Provençal, provençalisant, mais de Paris (III)
De Paris Vécu, 1ème Série, Rive droite, pages 31/32 :
"...Et maintenant redédringolons la rue Montmartre, le quartier des Halles, et le cours des années, et revenons au Marais, à la Place des Vosges, demeurée un des joyaux de Paris.
Nous l'avons habitée, au n° 18, pendant plusieurs années. Actuellement, le numéro a changé, mais l'immeuble est demeuré tel quel. Il est le premier à gauche, sur la place, quand on arrive par la rue des Francs-Bourgeois; il y a un jardin dans le fond.
C'est là que mon premier maître Gustave Rivet, qui fut depuis questeur du Sénat, m'a enseigné les rudiments du français et du latin, avec un art et une méthode dont je n'ai jamais cessé de lui être reconnaissant.

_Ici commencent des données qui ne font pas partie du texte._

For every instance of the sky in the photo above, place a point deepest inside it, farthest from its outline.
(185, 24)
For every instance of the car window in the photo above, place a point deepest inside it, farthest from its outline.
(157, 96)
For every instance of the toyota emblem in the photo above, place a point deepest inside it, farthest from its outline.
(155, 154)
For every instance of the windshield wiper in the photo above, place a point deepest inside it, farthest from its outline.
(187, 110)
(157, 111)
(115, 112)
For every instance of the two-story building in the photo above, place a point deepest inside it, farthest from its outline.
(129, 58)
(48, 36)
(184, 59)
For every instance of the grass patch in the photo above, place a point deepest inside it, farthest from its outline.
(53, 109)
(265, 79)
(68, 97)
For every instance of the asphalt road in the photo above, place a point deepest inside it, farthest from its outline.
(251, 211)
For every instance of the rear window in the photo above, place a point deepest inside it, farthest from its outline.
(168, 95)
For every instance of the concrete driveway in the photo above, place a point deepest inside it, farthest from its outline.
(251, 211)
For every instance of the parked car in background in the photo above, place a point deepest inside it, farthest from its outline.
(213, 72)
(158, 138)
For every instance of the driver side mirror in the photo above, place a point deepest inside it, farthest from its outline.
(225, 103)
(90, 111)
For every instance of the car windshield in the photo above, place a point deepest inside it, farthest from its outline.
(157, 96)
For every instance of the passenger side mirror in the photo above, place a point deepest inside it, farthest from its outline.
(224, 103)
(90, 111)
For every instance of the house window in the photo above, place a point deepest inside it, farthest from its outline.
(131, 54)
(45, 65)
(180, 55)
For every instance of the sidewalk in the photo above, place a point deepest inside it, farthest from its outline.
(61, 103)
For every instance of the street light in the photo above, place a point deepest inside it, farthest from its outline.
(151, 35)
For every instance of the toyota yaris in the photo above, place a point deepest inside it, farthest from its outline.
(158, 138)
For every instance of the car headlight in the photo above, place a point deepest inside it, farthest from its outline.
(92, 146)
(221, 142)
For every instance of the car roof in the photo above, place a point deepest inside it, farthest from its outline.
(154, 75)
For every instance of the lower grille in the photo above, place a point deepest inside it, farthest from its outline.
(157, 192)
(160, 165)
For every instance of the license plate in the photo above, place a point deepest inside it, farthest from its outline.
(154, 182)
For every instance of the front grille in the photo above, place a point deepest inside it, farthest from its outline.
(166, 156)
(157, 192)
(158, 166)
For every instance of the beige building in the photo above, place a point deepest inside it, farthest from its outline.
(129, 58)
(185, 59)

Dans l'instruction, tout dépend des débuts. Rivet m'apprit à tenir mes cahiers; à comprendre le sens général d'un thème ou d'une version, avant d'en venir à la traduction littérale; à ne jamais franchir une difficulté de syntaxe sans la résoudre.
S'il eût fait carrière dans l'enseignement, il eût été un maître incomparable. Républicain du milieu Hugo, il n'avait certes rien d'un sectaire et se cantonnait dans le programme de la septième d'alors, où j'entrai, au Lycée Charlemagne, à l'âge de douze ans.
Le professeur s'appelait M. Lagaisse. Dès la première composition - en rédaction française - je fus classé premier et je conservai mon rang dans toutes les facultés pendant toute l'année, puis l'année suivante en sixième, toujours à Charlemagne, avec M. Devin, puis pendant toutes mes études à Louis le Grand.
Cette régularité et application dans le travail m'a accompagné pendant ma vie et je la dois, outre un certain acharnement naturel pour ce que j'entreprends, à mon père, à ma mère et à Rivet.
C'est ainsi que n'aimant pas les mathématiques, je n'en potassai pas moins ces arides matières de façon à passer mon baccalauréat ès-sciences complet, avec mention "bien", en même temps que mon baccalauréat de réthorique avec mention "très bien".
Je donne ces détails non par une vanterie qui serait ridicule, mais parce que le meilleur présent qu'on puisse faire à un jeune enfant, c'est de lui enseigner l'application.
Chaque matin, mon père, levé de bonne heure, m'accompagnait au lycée. Nous prenions un bout de la rue des Francs-Bourgeois, la rue Turenne, nous traversions la rue de Rivoli. L'étroite rue Saint-Paul et la rue Charlemagne nous mettaient au petit lycée, où me quittait Alphonse Daudet. En chemin nous parlions de mes leçons, de mes devoirs, des mots latins, des étymologies françaises et de cent choses amusantes de cet ordre.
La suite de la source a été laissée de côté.